To start that journey off, there will be four models making landfall in Australia, providing competition to the major players, and hopefully offering a taste of something different, with two high-end models, one mid-range, and one budget device.
The high-end ones will likely be the models to grab attention first, and you’ll find these in the form of the Find 7 and the Find 7A, two very similar products that look like they were cast from the same mould with a few changes here and there.
Both rely on 5.5 inch displays protected by Corning’s Gorilla Glass 3, and both are equipped with a 2.5GHz quad-core Snapdragon 801 processor, the same chip used in the HTC One M8, Sony Xperia Z3, and the LG G3.
They both support 4G connectivity and 802.11ac when you’re at home (with the other 802.11a/b/g/n technologies out of the box), and both rely on a 13 megapixel Sony sensor on the back and a 5 megapixel camera up front, with that rear shooter able to capture 4K videos.
But from there and outside of the design, the similarities stop, with the hero product — the Find 7 — bringing with the market’s second smartphone Quad HD (QHD) display, running the resolution of 2560×1440 and making it compete head on with the LG G3.
The storage inside also sits at 32GB and can be upgraded with a microSD card, with the RAM set to 3GB (over the 2GB sweet spot Android prefers), and running a 3000mAh battery.

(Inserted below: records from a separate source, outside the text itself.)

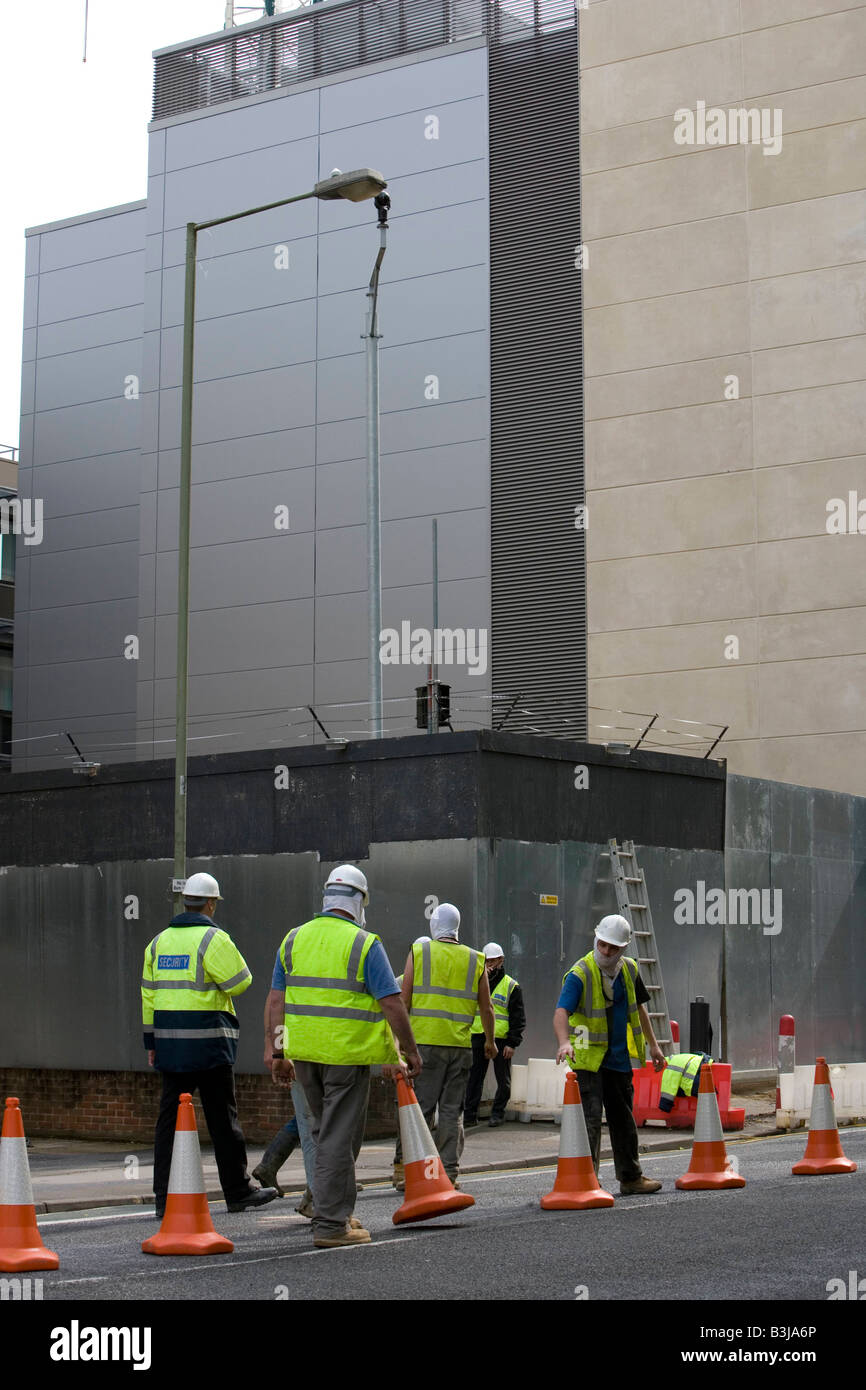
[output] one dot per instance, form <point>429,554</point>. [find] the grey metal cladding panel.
<point>92,374</point>
<point>401,145</point>
<point>71,577</point>
<point>72,688</point>
<point>445,238</point>
<point>414,484</point>
<point>82,633</point>
<point>246,638</point>
<point>464,548</point>
<point>85,431</point>
<point>243,342</point>
<point>341,560</point>
<point>407,88</point>
<point>241,406</point>
<point>116,282</point>
<point>242,281</point>
<point>88,530</point>
<point>114,325</point>
<point>249,571</point>
<point>250,128</point>
<point>430,307</point>
<point>243,181</point>
<point>95,241</point>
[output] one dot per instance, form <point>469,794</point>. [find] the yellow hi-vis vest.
<point>499,998</point>
<point>590,1020</point>
<point>328,1015</point>
<point>444,993</point>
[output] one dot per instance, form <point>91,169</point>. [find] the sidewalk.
<point>77,1175</point>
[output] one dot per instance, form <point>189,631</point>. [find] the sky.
<point>72,134</point>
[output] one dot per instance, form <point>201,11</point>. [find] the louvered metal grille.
<point>538,638</point>
<point>309,45</point>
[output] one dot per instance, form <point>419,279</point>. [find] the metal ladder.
<point>633,902</point>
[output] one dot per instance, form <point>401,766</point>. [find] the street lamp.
<point>355,186</point>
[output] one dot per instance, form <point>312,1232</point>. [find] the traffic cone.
<point>186,1226</point>
<point>428,1187</point>
<point>21,1244</point>
<point>709,1162</point>
<point>823,1147</point>
<point>576,1186</point>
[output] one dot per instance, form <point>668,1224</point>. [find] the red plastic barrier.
<point>648,1089</point>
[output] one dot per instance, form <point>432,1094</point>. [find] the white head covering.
<point>445,922</point>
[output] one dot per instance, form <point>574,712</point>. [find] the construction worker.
<point>444,984</point>
<point>191,973</point>
<point>681,1077</point>
<point>331,1004</point>
<point>510,1016</point>
<point>603,1001</point>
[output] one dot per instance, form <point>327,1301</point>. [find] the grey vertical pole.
<point>374,576</point>
<point>182,660</point>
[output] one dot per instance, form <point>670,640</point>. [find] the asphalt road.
<point>780,1237</point>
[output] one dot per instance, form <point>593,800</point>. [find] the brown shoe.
<point>641,1184</point>
<point>356,1236</point>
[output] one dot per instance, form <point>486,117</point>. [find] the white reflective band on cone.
<point>823,1109</point>
<point>417,1140</point>
<point>15,1187</point>
<point>185,1176</point>
<point>708,1126</point>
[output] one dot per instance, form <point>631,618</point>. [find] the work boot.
<point>273,1159</point>
<point>640,1184</point>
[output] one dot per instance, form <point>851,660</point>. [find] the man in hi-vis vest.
<point>444,984</point>
<point>602,1002</point>
<point>331,1004</point>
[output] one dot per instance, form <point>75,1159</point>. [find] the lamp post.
<point>356,186</point>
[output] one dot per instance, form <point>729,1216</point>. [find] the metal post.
<point>182,662</point>
<point>374,571</point>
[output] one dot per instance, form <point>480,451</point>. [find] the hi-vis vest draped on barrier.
<point>590,1022</point>
<point>328,1015</point>
<point>444,993</point>
<point>191,972</point>
<point>499,998</point>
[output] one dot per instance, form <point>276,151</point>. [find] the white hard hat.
<point>615,930</point>
<point>202,886</point>
<point>352,877</point>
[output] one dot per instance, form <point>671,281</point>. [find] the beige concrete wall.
<point>708,516</point>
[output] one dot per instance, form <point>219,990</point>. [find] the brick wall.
<point>123,1105</point>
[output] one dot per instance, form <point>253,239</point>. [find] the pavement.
<point>81,1175</point>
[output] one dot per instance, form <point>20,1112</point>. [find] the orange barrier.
<point>576,1186</point>
<point>709,1162</point>
<point>428,1187</point>
<point>823,1147</point>
<point>21,1246</point>
<point>186,1226</point>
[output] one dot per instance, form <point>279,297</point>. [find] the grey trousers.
<point>337,1098</point>
<point>442,1083</point>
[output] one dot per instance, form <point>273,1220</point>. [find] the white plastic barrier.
<point>848,1082</point>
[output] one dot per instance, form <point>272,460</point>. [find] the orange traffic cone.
<point>428,1187</point>
<point>576,1186</point>
<point>186,1226</point>
<point>21,1244</point>
<point>709,1162</point>
<point>823,1147</point>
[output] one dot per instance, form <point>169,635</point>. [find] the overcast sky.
<point>74,135</point>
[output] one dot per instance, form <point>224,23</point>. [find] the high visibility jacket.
<point>590,1020</point>
<point>681,1073</point>
<point>191,973</point>
<point>444,993</point>
<point>328,1014</point>
<point>499,998</point>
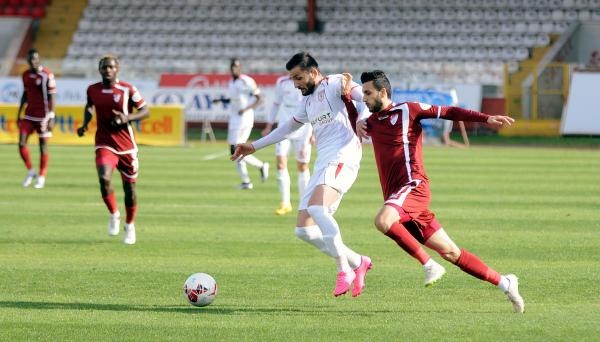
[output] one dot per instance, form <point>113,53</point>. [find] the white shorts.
<point>238,135</point>
<point>339,176</point>
<point>302,147</point>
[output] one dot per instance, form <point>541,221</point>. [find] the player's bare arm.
<point>242,150</point>
<point>87,117</point>
<point>361,129</point>
<point>121,118</point>
<point>500,120</point>
<point>253,105</point>
<point>268,128</point>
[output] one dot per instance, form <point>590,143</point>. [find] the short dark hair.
<point>302,59</point>
<point>379,79</point>
<point>107,58</point>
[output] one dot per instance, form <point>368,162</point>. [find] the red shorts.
<point>127,164</point>
<point>27,127</point>
<point>412,204</point>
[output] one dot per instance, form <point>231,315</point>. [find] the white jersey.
<point>242,93</point>
<point>287,99</point>
<point>325,110</point>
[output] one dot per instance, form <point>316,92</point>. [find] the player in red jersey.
<point>113,101</point>
<point>39,89</point>
<point>395,131</point>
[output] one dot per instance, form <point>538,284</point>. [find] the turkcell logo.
<point>429,96</point>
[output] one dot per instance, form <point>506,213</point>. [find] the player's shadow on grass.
<point>214,309</point>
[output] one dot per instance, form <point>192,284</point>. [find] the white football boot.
<point>433,273</point>
<point>114,222</point>
<point>40,182</point>
<point>129,238</point>
<point>513,294</point>
<point>31,175</point>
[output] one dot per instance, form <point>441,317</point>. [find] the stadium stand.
<point>470,37</point>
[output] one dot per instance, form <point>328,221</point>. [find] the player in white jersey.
<point>338,157</point>
<point>287,98</point>
<point>244,97</point>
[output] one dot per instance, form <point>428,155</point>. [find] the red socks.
<point>131,211</point>
<point>404,239</point>
<point>474,266</point>
<point>43,163</point>
<point>25,156</point>
<point>111,202</point>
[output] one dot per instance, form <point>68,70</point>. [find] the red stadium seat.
<point>24,11</point>
<point>38,12</point>
<point>9,11</point>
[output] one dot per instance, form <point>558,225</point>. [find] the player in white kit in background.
<point>287,98</point>
<point>339,152</point>
<point>244,97</point>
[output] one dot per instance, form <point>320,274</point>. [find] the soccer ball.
<point>200,289</point>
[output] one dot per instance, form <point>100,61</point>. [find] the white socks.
<point>345,258</point>
<point>303,178</point>
<point>243,170</point>
<point>283,180</point>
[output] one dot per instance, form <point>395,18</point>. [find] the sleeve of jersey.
<point>137,98</point>
<point>427,111</point>
<point>278,134</point>
<point>51,84</point>
<point>355,94</point>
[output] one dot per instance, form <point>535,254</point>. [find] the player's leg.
<point>394,222</point>
<point>471,264</point>
<point>106,161</point>
<point>283,177</point>
<point>303,150</point>
<point>263,167</point>
<point>44,156</point>
<point>25,129</point>
<point>128,167</point>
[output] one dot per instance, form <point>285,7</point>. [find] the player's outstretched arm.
<point>500,120</point>
<point>242,150</point>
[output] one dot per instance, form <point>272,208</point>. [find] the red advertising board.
<point>210,80</point>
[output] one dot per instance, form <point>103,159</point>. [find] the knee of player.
<point>381,223</point>
<point>316,210</point>
<point>450,254</point>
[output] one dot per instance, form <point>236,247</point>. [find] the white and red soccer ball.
<point>200,289</point>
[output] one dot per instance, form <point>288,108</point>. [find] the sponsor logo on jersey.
<point>323,119</point>
<point>321,95</point>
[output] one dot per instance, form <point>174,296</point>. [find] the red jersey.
<point>38,85</point>
<point>397,140</point>
<point>121,97</point>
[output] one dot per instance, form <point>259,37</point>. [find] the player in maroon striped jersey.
<point>396,133</point>
<point>39,89</point>
<point>113,102</point>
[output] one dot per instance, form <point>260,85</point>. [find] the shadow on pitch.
<point>213,309</point>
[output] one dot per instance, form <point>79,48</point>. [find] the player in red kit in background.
<point>39,89</point>
<point>396,134</point>
<point>113,101</point>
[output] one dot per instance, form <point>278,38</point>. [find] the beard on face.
<point>376,106</point>
<point>310,88</point>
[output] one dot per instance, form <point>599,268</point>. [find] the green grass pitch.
<point>530,211</point>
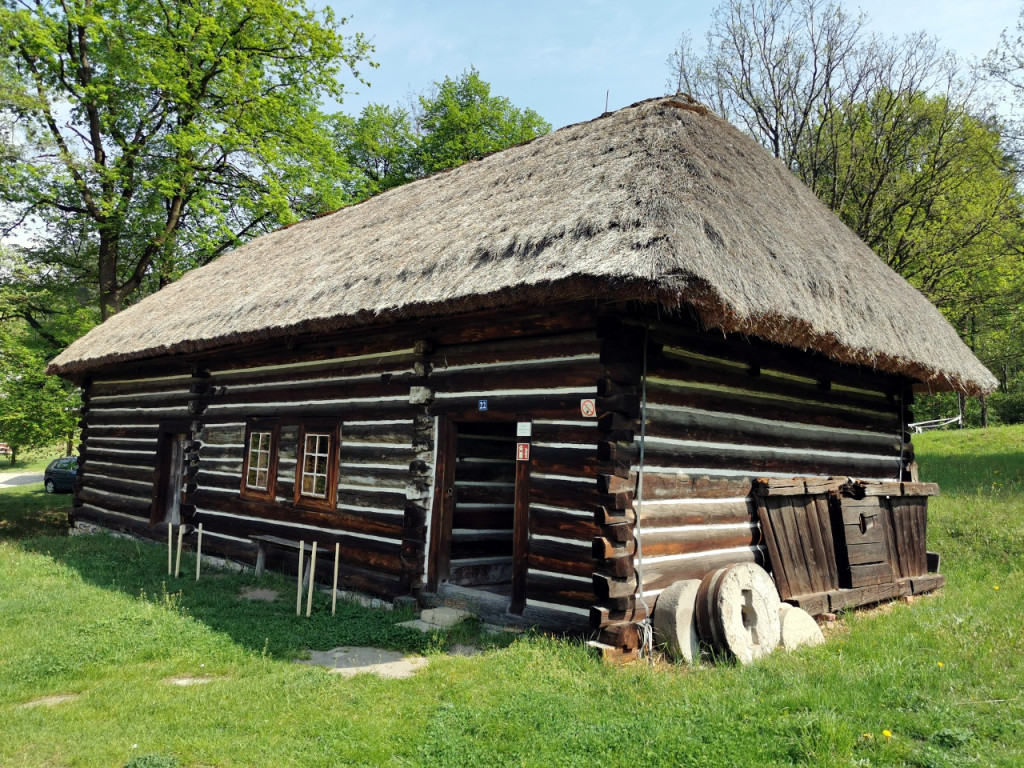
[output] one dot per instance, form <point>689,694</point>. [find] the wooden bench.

If you don’t need all the bells and whistles, that’s what the Find 7A will be all about, delivering the same basic hardware and design, but instead relying on a Full HD (1920×1080) display, 16GB storage (microSD upgradeable, too), 2GB RAM, and a 2800mAh battery.
A brief hands-on with the handset showed us surprisingly well-built devices, though handsets with plenty of plastic. The screen was quite bright, and that’s a good thing, but we’re a little concerned by the soft buttons at the base of the handset, which lack brightness and are hard to notice.
Moving on from here, there’s the Oppo N1 Mini, a 5 inch handset with the ability to make the 13 megapixel rear camera its front camera, simply by rotating the camera to face you.
You can call this the selfie camera, because really that’s the focus here, and with a 13 megapixel front facing camera with flash, it kind of takes top dog position for people who love taking self portraits for Instagram, Facebook, Twitter, and the like.
We do need to note that there is only one camera on the N1 Mini — the one you rotate — so if you like having two cameras to take simultaneous photos or video of yourself and what’s going with the rear camera, that won’t happen here, as the N1 Mini can’t cater for it.
That said, it should still handle itself nicely, with a quad-core processor, 16GB storage, 2GB RAM, and 4G LTE connectivity.
Finally, there’s the Neo 5, a model which looks set to take on Motorola and Huawei, possibly even Kogan, with 4G connectivity for a budget price ($219), providing 5 megapixels of camera goodness on the back, 2 megapixels on the front, 4GB built in storage with room to move over microSD, 1GB RAM, and a quad-core processor.
The screen isn’t all that small either, with a 4.5 inch display showing the much older resolution of 854×480, though being a budget device, we’re not shocked.
Also of interest is the support system for these phones, and Oppo doesn’t want Australia to feel like it’s leaving them out and just selling a product without a backbone.
To prove this, it will be launching a customer care Oppo line to let customers talk to its people directly, with a local repair centre coming to Australia in the next few months.
As for pricing and availability, these phones will be coming shortly, with Oppo’s online presence taking the bulk of the orders. For those interested, the Oppo Find 7 will go for $719, the less spec’d up Find 7A for $629, the selfie N1 Mini for $539, and the budget Neo 5 for $219.